Synergies Unleashed: Bridging the Gap Between Science and Computing teams in the ALMA Observatory software deployments
The ALMA Observatory has been collecting science data for more than 10 years. During the first years of operations (up to the end of Cycle 4, i.e., September 2017) the focus of the ALMA Integrated Computing Team (ICT) and the Department of Science Operation (DSO) was mainly on the data acquisition part (using what is known in the ALMA jargon online software).
Thanks to the stability of the online software, during Cycle 5 (October 2017 – September 2018), the Observatory reached a very high data acquisition performance, but with a negative impact on Data Processing (DP) and Data Delivery (DD), one of the reasons being that the software downstream data acquisition (known as offline software) was not mature enough to cope with such a large amount of incoming data.
One of the major contributors to the immaturity of the offline software was that ALMA underestimated the importance of an integration procedure. The applications were working as expected individually, but not as part of an entity which contains software components with interdependencies.

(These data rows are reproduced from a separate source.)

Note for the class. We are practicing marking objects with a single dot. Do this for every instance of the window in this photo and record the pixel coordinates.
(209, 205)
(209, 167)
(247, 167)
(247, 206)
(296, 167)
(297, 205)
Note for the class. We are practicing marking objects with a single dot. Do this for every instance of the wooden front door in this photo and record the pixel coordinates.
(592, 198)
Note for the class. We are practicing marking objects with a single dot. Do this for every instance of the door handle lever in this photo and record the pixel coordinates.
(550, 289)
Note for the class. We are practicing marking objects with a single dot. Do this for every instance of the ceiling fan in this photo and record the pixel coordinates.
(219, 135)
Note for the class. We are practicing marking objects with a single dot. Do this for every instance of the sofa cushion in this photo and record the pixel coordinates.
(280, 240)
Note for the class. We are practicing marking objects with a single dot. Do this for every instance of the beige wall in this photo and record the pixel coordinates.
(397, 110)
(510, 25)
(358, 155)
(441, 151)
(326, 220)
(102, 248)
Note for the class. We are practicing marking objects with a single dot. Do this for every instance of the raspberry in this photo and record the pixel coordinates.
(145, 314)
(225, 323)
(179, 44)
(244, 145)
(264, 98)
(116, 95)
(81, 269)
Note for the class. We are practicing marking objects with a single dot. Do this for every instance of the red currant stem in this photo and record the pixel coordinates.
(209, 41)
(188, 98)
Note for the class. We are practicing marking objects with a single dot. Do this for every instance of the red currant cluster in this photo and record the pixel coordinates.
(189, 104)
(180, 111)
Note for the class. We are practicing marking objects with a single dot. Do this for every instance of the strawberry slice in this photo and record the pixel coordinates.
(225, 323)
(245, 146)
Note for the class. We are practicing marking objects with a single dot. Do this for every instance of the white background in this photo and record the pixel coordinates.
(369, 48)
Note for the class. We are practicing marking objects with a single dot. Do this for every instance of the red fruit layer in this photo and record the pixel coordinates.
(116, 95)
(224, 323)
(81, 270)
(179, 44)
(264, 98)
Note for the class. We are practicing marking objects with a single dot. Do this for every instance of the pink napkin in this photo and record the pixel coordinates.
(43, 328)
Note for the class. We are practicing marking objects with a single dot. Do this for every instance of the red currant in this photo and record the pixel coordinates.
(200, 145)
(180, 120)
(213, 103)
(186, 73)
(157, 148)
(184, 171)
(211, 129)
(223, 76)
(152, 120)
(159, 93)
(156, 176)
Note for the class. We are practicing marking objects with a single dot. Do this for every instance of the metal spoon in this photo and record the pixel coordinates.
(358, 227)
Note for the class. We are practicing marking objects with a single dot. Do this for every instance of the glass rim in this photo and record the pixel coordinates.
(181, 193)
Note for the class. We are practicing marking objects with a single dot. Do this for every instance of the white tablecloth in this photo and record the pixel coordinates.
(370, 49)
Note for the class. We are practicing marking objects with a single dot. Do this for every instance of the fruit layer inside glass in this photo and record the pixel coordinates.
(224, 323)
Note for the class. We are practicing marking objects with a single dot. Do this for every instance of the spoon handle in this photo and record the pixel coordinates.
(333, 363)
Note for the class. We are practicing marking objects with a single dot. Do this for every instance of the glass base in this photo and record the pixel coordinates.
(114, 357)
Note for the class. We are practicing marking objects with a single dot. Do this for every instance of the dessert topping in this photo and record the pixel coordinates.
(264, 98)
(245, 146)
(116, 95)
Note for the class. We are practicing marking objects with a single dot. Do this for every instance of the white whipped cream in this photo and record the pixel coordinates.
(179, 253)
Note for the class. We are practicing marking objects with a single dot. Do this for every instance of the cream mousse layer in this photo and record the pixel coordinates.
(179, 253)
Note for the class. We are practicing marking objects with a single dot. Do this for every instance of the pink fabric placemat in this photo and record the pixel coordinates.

In the last years, significant resources have been allocated to consolidate the performance of the offline software. The situation was reversed, thanks to an efficient, coordinated, and collaborative plan between ICT (especially the EU part) and DSO. The outcome of this effort is a suite of regression and integration tests for the ALMA offline deployment process. This paper (a) describes in more detail the complete history behind this effort, (b) show the current regression and integration tests in place for the most important ALMA scenarios and (c) presents the cutting-edge technology behind the automation approach. We also discuss how this innovative approach in looking at science operations from the software perspective, with an enhanced and coordinated collaboration between the two mentioned teams (ICT and DSO), can become a game-changer in the improvement of an Observatory's performance. The statistics collected demonstrated that the offline software has become much more robust, as both the occurrence of bugs and the need for patches have significantly diminished during the past four cycles.